A vice-presidente da Absolar diz que os agentes de mercado também tentaram evitar essa cobrança, mas a Aneel não cedeu. Afirma ainda que essa é uma alteração que a associação entende ser possível fazer pelo Congresso Nacional (retirar a cobrança dessa taxa). Já existe um projeto de lei (o PL n°2.703), que aguarda tramitação no Senado e que reforça que a cobrança da TUSDg não é cabível.
O que é o marco legal?
Sancionada em janeiro de 2022, a lei garantiu segurança jurídica ao segmento e impôs a tarifação a novos projetos. O marco consolida a possibilidade de o consumidor compensar a energia elétrica na sua conta de luz por meio de sistemas de micro ou mini geração distribuída.

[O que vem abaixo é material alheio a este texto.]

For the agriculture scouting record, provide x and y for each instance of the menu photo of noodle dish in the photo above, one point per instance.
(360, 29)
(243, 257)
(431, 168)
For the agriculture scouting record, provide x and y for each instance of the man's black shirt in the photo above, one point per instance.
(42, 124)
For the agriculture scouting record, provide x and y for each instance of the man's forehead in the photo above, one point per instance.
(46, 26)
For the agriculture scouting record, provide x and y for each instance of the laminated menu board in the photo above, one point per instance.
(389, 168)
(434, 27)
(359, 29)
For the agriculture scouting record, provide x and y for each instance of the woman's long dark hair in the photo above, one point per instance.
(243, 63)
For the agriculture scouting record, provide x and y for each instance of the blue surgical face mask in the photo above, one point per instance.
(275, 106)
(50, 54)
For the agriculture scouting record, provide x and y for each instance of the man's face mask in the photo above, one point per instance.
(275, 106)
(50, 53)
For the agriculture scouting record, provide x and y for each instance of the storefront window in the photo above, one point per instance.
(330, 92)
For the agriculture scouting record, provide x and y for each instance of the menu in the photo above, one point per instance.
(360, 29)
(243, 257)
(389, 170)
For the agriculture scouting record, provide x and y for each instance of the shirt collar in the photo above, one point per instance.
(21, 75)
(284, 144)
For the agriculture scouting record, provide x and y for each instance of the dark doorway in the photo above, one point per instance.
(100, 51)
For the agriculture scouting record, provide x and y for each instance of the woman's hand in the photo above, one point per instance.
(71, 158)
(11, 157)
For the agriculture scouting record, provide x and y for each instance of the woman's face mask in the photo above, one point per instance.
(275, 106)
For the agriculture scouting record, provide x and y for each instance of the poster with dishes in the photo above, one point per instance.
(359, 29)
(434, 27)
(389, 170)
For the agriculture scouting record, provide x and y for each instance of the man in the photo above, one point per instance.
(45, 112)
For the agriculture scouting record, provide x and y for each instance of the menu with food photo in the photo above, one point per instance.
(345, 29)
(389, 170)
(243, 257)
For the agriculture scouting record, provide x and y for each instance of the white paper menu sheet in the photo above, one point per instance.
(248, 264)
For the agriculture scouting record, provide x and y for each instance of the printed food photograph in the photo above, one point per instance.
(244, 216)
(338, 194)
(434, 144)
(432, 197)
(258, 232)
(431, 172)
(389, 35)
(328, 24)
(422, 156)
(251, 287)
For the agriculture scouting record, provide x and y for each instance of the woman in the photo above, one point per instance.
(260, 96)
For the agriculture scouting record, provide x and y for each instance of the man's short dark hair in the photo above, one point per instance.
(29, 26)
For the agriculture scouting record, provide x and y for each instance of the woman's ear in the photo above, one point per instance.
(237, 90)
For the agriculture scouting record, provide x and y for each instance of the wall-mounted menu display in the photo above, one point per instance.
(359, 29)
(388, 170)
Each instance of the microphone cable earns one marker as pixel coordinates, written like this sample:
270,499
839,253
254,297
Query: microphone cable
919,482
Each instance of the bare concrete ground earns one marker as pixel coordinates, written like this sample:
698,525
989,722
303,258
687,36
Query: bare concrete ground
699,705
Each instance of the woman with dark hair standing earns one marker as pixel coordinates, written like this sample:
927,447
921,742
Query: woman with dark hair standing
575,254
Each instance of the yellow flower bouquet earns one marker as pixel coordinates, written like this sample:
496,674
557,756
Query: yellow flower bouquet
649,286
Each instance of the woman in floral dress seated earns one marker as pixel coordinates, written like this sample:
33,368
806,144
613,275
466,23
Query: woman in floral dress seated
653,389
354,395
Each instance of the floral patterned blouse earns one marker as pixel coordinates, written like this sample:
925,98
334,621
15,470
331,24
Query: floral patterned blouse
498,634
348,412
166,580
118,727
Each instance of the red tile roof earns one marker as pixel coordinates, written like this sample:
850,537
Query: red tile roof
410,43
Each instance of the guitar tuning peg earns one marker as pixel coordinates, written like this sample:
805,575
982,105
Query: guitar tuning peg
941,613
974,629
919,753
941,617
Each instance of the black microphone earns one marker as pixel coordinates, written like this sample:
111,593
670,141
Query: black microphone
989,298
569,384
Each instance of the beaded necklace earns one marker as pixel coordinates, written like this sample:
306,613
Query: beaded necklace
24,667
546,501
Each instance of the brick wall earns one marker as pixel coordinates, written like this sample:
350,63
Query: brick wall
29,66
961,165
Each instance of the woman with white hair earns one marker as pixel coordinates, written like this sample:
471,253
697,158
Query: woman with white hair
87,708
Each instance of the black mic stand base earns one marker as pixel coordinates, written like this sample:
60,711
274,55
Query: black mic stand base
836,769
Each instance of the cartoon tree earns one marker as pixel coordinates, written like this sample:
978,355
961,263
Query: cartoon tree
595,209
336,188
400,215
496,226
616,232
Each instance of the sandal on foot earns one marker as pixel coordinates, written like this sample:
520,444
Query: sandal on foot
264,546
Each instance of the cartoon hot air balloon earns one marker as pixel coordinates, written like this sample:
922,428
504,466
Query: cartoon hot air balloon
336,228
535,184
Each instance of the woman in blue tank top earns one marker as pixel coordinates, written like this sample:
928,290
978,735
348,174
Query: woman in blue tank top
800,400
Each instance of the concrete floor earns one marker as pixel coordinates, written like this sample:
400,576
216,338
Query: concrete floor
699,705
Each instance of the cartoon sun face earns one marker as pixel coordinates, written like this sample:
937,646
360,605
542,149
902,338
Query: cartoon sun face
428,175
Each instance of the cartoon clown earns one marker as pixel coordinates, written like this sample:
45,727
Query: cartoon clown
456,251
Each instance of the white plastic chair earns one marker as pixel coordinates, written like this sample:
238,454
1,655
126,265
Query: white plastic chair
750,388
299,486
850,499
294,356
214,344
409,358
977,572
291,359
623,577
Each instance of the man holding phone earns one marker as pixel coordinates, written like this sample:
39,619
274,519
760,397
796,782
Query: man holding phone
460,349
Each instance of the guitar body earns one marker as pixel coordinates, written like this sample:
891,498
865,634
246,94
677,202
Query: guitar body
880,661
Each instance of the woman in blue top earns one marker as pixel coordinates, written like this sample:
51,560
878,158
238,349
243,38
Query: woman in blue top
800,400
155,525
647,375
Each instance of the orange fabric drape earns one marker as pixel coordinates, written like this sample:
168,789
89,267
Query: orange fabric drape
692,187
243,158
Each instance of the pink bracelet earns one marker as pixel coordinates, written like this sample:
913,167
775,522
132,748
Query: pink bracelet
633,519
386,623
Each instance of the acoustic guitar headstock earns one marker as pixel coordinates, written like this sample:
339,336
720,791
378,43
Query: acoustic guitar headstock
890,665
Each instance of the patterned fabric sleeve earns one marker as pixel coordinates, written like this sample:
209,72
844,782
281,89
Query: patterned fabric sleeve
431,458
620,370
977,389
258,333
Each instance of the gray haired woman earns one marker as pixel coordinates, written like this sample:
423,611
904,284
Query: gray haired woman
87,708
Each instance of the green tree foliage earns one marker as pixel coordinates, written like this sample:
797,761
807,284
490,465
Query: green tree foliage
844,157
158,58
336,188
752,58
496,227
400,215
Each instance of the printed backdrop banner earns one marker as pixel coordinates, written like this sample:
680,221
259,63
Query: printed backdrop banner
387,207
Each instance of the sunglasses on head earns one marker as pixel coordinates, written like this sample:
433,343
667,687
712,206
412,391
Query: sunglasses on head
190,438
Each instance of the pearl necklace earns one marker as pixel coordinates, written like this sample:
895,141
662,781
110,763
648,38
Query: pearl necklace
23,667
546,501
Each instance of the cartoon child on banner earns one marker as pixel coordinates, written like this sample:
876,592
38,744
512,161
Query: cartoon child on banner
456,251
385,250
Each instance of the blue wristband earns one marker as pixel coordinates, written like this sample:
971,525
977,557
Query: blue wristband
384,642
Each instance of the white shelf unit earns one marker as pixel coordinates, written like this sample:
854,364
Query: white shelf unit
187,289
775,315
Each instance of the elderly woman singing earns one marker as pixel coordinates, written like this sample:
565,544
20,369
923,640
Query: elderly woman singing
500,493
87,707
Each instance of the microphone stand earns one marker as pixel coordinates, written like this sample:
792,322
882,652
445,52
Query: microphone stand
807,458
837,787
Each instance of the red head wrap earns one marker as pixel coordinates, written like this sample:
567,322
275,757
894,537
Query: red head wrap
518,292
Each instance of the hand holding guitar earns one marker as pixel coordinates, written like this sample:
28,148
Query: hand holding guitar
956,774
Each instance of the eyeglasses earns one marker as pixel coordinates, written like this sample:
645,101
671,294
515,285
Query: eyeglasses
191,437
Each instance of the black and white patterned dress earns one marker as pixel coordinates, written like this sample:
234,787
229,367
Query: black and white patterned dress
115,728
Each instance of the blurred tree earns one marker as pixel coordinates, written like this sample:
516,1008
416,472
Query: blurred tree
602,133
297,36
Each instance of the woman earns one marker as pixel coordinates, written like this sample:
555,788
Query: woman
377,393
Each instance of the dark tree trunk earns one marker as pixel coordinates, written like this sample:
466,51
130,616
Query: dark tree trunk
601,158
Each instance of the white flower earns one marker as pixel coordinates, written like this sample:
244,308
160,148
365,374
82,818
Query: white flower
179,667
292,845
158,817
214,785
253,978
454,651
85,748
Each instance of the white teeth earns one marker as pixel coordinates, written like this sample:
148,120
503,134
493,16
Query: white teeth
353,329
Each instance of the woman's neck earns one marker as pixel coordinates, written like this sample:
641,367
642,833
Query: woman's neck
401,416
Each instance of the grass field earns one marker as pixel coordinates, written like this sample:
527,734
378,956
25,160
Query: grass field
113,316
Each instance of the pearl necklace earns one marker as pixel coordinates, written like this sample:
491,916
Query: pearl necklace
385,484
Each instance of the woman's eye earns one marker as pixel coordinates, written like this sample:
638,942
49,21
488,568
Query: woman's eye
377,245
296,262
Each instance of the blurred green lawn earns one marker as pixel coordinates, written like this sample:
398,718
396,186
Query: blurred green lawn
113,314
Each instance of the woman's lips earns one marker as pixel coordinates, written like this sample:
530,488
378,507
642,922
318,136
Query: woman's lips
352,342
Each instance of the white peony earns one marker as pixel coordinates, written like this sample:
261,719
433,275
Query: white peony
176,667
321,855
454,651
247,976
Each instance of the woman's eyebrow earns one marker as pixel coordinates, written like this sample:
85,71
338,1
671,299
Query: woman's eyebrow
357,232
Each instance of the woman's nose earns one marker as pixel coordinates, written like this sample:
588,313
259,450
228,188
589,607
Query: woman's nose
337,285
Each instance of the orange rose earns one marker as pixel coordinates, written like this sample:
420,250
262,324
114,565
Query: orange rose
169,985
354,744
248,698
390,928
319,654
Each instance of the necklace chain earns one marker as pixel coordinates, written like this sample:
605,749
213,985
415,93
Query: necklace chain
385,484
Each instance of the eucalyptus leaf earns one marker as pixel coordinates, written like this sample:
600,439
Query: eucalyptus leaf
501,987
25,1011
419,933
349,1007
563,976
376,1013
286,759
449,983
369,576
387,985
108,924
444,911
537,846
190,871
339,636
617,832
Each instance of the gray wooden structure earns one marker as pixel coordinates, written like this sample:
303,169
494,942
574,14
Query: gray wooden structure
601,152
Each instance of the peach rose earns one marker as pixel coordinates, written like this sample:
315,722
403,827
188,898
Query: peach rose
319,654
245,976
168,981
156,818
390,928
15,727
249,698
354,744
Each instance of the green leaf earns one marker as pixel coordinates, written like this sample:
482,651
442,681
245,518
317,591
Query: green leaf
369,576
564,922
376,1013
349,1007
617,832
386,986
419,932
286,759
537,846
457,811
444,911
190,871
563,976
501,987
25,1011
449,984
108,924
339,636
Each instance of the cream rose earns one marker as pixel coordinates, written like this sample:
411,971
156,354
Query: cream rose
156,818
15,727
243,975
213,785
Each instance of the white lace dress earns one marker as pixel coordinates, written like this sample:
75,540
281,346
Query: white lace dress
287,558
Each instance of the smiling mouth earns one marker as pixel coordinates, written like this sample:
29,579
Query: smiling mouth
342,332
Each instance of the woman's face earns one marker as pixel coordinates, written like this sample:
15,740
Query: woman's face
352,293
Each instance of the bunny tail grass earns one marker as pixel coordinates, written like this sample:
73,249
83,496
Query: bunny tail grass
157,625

Sob a nova lei, os consumidores que produzem a própria energia passarão por uma transição que permitirá a eles pagar a tarifa sobre a distribuição dessa energia. O nome técnico da tarifa é TUSD Fio B (ou Tarifa de Uso do Sistema de Distribuição).
A geração distribuída é o modelo de produção de energia elétrica por meio de pequenas usinas geradoras, que podem estar no telhado do consumidor ou em um local bem próximo dele. Esse modelo funciona a partir de fontes renováveis.
A energia elétrica produzida neste formato abastece a unidade consumidora (uma residência por exemplo), e o excedente é conectado a uma rede de distribuição de uma concessionária. O marco chega para estruturar esse segmento a partir de regras que todos os participantes do setor devem seguir.
Cálculos da Aneel divulgados no ano passado estimaram que os subsídios à geração distribuída custariam R$ 5,4 bilhões aos consumidores em 2023. Atualmente, a geração distribuída soma 17 GW de potência no Brasil, tendo se tornado a principal propulsora da fonte solar no Brasil.